Add the certificate ARN to stacks/compute_stack.py:

# For app certificate (line ~158)
self.certificate = acm.Certificate.from_certificate_arn(
    self,
    "Certificate",
    certificate_arn="arn:aws:acm:eu-central-1:700558745280:certificate/<UUID>",
)

# For admin certificate (line ~176)
self.admin_certificate = acm.Certificate.from_certificate_arn(
    self,
    "AdminCertificate",
    certificate_arn="arn:aws:acm:eu-central-1:700558745280:certificate/<UUID>",
)

Troubleshooting

Certificate stuck in "Pending validation"

Cause: DNS validation records not added or not propagated.

Fix:

Verify both validation CNAMEs are added (prod AND management zones)
Check record values match exactly (including trailing dots)
Wait for DNS propagation:
```
dig CNAME <VALIDATION_NAME> +short
```

"Record already exists" when adding validation CNAME

Cause: Previous certificate request created the same validation record.

Fix: Use UPSERT action instead of CREATE, or delete the existing record first.

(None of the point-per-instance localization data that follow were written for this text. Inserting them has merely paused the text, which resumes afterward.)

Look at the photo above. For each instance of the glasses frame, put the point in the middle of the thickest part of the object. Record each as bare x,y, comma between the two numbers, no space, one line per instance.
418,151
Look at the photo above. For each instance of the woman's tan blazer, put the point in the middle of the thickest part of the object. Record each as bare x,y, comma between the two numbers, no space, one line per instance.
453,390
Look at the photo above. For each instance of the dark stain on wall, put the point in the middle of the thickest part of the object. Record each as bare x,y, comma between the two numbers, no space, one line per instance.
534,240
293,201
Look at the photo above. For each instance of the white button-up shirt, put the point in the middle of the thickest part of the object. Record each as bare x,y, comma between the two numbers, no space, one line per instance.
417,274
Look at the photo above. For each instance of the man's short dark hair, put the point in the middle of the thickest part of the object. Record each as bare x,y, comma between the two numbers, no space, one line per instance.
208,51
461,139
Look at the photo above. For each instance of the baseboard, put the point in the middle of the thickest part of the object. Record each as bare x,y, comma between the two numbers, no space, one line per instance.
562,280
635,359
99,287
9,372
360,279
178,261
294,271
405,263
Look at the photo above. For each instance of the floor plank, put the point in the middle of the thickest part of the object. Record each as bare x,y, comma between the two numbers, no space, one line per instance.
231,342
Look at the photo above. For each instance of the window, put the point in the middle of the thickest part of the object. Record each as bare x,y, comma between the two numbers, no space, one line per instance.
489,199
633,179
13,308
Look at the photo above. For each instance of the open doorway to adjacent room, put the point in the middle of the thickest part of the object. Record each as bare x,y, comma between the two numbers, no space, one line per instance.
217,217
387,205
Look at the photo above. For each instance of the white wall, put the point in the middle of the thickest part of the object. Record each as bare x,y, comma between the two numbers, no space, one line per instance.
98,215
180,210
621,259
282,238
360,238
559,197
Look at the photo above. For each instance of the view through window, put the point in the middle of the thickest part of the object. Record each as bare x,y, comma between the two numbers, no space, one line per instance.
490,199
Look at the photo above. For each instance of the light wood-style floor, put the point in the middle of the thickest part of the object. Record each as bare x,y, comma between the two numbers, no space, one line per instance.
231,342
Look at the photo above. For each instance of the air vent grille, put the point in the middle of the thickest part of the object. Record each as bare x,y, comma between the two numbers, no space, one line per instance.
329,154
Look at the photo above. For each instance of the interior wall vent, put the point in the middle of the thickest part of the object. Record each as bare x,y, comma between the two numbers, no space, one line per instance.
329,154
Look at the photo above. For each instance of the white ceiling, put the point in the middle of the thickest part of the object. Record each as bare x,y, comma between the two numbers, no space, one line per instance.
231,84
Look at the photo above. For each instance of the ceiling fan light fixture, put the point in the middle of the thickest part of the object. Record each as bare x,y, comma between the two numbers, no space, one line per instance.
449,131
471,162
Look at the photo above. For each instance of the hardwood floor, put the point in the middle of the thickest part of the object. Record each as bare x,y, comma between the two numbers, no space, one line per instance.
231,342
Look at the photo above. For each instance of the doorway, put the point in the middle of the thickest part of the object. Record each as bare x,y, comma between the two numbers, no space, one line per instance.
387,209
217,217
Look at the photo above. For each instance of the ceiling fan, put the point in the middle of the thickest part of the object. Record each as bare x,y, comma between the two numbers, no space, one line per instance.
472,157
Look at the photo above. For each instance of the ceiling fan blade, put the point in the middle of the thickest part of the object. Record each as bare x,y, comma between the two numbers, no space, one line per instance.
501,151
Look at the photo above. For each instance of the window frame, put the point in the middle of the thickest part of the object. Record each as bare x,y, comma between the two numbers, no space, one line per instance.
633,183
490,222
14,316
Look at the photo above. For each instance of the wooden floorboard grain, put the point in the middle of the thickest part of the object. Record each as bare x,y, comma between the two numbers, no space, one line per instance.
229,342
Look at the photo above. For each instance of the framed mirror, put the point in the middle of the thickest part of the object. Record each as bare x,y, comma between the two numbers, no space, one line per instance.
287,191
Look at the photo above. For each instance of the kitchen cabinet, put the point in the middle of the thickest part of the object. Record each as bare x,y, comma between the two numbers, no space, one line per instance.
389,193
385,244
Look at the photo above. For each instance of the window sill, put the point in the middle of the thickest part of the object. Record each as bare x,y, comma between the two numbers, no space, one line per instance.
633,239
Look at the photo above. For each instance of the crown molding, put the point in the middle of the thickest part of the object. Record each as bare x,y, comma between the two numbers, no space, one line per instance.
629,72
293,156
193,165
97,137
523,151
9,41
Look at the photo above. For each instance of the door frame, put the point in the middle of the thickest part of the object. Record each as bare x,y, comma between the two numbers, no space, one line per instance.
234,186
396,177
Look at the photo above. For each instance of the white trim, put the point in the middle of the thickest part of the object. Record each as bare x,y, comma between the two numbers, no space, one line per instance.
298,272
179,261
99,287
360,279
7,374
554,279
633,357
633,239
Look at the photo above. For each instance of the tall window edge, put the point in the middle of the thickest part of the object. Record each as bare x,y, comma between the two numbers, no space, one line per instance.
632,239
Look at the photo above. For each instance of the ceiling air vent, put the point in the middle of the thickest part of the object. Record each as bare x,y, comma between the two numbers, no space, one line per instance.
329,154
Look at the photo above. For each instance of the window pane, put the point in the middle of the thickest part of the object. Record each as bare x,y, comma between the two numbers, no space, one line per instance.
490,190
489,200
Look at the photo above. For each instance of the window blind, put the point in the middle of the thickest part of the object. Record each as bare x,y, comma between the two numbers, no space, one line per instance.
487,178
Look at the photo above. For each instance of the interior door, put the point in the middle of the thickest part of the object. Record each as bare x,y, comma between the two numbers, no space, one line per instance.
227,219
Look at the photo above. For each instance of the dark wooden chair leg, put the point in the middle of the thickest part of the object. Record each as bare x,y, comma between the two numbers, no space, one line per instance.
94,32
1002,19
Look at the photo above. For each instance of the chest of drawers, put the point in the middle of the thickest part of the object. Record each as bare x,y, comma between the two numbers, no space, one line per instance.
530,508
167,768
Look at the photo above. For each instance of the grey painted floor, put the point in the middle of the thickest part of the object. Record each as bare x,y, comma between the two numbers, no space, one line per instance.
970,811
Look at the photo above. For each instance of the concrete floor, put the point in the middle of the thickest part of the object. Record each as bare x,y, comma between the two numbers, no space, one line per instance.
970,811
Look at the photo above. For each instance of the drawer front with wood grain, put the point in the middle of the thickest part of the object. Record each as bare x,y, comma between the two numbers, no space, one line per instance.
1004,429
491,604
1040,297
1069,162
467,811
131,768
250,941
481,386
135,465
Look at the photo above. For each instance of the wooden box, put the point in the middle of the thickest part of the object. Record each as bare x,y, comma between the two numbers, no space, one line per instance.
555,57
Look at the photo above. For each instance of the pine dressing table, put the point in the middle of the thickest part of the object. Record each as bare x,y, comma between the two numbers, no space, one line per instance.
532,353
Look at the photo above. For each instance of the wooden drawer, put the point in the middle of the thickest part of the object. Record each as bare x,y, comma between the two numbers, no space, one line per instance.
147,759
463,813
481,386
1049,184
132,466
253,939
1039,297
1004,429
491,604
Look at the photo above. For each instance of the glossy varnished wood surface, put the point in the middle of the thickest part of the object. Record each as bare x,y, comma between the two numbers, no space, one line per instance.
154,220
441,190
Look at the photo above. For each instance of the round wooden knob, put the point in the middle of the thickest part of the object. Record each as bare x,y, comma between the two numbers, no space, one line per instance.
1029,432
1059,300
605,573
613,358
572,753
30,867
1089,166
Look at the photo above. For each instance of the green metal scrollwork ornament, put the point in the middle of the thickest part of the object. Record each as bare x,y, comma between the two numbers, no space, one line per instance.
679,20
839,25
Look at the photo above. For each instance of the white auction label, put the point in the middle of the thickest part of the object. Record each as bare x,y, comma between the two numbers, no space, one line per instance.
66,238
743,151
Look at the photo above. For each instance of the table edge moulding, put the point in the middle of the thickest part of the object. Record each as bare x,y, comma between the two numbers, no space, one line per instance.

Certificate validation succeeds for one domain but not the other

Cause: Only added validation record to one zone.

Fix: Each domain needs its validation record in the zone that manages it:

*.prod.getorcha.com validation → prod.getorcha.com zone (prod account)
*.getorcha.com validation → getorcha.com zone (management account)

CDK deploy fails with "Certificate not found"

Cause: Certificate ARN is wrong or certificate was deleted.